Recent architectures have improved matters through chain-of-thought prompting and extended reasoning, which essentially force the model to show its work, generating intermediate tokens that constrain subsequent predictions. This helps, but it remains a workaround rather than a solution. The model is still predicting plausible-looking reasoning steps, not executing a mathematical algorithm.
What this means for users
None of this makes language models useless — they remain genuinely transformative tools for drafting, summarizing, coding assistance, and creative exploration. But the counting problem is a useful heuristic for calibrating expectations. Any task that requires precise enumeration, exact sequence manipulation, or guaranteed logical consistency falls outside what these systems do natively. They can often get such tasks right, especially with careful prompting, but they cannot guarantee it the way a pocket calculator guarantees 2 + 2 = 4.
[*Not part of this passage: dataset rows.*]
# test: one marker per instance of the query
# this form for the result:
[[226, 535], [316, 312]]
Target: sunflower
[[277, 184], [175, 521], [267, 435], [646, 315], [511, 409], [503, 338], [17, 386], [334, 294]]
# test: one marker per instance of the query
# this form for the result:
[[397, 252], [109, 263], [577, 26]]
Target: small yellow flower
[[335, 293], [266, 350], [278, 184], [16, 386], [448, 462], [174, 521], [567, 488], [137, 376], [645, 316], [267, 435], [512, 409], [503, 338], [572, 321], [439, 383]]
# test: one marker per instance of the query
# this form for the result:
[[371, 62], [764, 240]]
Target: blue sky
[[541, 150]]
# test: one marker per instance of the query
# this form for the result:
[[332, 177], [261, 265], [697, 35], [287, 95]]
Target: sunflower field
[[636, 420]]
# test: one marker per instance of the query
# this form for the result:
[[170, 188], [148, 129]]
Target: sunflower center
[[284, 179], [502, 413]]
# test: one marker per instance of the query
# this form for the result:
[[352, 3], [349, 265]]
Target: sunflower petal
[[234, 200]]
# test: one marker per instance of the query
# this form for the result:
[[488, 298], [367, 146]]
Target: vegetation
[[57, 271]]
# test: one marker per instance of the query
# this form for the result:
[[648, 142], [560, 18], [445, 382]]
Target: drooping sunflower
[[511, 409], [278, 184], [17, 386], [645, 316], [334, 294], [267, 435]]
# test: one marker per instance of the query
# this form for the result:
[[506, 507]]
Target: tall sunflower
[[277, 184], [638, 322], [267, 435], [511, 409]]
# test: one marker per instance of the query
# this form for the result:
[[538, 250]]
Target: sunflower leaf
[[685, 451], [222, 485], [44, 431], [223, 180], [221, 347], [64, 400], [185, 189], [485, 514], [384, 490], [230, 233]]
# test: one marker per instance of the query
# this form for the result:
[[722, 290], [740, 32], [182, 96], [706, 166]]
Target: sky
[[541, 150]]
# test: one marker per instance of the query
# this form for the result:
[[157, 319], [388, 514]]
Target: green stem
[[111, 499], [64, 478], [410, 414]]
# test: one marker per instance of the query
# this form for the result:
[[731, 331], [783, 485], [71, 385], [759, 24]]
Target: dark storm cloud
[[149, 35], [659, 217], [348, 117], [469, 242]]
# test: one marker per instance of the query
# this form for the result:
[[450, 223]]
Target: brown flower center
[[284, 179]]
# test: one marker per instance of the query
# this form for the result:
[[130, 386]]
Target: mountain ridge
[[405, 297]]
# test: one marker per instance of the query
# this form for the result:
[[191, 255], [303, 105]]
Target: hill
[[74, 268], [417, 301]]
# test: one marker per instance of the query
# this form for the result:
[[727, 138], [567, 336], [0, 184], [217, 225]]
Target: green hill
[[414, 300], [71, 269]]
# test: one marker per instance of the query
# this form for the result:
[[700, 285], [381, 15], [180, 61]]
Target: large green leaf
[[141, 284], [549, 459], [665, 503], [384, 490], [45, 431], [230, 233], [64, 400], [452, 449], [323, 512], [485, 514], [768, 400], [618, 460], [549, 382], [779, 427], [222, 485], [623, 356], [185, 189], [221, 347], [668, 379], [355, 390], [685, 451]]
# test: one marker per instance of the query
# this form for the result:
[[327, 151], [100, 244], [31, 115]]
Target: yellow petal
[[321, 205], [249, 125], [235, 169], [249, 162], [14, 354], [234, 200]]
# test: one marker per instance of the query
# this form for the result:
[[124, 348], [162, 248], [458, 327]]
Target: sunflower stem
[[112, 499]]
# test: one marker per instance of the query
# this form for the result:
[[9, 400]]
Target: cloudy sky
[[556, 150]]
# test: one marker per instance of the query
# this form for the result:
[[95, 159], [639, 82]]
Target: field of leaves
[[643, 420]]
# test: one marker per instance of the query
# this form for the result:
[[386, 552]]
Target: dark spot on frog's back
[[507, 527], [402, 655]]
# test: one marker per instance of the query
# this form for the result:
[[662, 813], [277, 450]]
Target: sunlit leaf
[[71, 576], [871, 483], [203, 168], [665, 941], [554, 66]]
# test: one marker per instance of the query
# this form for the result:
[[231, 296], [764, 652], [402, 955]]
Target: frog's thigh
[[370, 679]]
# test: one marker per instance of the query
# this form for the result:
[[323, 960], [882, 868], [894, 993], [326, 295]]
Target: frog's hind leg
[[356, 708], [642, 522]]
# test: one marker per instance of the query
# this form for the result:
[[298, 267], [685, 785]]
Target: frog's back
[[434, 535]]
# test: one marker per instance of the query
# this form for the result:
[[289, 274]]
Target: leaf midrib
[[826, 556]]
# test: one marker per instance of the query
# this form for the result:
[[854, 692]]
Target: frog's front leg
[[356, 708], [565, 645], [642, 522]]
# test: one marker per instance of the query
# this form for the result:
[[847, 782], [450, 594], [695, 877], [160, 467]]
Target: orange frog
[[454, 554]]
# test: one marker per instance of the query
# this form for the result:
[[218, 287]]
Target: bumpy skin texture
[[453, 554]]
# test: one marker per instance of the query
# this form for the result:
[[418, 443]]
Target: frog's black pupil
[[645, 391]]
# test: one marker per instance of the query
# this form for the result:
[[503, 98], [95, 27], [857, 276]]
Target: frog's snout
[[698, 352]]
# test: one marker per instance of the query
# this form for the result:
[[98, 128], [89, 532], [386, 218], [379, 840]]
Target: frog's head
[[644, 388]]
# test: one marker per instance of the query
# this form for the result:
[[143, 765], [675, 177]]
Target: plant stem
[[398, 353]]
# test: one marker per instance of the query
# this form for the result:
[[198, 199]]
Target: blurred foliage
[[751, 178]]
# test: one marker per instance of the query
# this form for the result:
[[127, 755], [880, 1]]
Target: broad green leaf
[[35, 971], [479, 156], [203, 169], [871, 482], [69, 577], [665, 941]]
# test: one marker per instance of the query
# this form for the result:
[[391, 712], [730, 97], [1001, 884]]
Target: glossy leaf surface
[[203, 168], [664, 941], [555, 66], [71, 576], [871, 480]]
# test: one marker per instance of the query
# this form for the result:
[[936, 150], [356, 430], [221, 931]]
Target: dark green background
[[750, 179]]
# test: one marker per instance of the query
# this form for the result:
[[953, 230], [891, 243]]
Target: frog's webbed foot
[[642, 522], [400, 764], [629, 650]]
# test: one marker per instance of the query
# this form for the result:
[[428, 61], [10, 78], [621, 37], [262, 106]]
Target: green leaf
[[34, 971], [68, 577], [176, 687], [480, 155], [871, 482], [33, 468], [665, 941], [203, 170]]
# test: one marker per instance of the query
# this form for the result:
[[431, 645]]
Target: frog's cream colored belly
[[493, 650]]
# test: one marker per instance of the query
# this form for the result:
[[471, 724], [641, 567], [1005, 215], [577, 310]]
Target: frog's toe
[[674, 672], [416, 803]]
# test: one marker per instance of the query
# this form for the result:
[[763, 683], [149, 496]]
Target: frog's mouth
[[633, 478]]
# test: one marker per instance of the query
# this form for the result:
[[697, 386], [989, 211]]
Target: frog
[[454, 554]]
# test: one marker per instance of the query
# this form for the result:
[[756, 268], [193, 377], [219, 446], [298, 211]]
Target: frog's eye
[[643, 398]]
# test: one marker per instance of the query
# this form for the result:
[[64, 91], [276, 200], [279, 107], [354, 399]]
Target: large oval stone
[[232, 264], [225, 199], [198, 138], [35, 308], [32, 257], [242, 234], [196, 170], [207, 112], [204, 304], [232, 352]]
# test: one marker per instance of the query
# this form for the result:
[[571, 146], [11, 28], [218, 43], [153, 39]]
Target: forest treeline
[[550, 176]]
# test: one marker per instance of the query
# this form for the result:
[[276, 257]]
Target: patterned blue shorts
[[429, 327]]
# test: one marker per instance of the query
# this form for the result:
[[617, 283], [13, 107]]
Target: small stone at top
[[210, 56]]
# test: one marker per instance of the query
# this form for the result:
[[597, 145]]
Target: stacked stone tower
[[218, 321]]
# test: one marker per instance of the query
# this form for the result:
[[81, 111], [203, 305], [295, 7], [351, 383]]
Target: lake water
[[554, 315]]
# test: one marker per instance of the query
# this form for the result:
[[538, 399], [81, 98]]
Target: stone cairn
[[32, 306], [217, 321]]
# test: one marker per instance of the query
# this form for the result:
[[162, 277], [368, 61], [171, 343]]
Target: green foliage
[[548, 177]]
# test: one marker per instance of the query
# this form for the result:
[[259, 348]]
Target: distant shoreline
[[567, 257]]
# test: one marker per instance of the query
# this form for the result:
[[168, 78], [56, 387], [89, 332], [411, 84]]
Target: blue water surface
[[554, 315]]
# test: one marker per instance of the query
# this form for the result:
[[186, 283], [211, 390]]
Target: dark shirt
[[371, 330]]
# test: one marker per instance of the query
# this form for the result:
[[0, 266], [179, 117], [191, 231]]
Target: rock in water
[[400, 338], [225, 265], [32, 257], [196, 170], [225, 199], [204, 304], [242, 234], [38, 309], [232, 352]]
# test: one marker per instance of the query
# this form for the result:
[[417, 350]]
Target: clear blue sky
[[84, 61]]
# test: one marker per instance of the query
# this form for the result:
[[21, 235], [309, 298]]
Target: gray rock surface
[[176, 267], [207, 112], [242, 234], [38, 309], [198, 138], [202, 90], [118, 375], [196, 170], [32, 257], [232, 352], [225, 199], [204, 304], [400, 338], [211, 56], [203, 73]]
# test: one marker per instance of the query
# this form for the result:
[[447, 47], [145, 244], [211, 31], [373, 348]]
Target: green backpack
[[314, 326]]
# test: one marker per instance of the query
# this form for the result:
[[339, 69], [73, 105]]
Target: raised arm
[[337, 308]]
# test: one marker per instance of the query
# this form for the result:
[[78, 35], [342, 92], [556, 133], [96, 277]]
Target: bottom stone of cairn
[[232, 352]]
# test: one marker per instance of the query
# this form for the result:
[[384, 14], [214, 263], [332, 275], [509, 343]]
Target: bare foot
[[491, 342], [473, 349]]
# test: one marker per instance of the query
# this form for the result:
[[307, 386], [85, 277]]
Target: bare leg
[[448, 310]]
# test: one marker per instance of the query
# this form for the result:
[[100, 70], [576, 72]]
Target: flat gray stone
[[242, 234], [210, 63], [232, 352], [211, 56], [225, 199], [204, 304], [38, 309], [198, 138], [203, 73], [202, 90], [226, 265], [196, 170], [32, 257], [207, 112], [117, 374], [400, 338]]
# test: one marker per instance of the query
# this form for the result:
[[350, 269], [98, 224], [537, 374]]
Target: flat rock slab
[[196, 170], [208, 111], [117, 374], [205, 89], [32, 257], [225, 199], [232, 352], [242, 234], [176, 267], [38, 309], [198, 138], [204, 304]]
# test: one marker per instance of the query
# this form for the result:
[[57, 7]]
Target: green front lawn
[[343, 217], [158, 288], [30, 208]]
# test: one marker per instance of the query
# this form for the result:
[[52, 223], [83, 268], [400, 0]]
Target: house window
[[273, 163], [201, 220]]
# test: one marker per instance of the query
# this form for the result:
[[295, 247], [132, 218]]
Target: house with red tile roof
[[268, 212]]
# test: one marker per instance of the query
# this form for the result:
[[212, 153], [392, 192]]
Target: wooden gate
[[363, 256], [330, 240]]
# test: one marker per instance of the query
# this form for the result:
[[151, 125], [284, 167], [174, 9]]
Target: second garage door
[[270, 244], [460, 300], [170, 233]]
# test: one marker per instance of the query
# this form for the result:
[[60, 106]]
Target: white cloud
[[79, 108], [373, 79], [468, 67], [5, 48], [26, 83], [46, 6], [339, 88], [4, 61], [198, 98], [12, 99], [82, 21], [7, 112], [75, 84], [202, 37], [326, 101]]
The vendors know this, which is why production systems increasingly route mathematical queries to separate code interpreters rather than relying on the language model alone. The hybrid approach works, but it is an acknowledgment of limitation, not a transcendence of it.
Our take
The strawberry test is not a gotcha designed to embarrass AI companies. It is a diagnostic that reveals something important: these systems are mirrors trained on human text, reflecting our patterns back at us with eerie fluency. They are not minds, not calculators, not oracles. They are extraordinarily sophisticated autocomplete, and that framing — less flattering but more accurate — is the starting point for using them well. The users who get the most from language models are those who understand what the models actually are, not those who mistake statistical brilliance for general intelligence.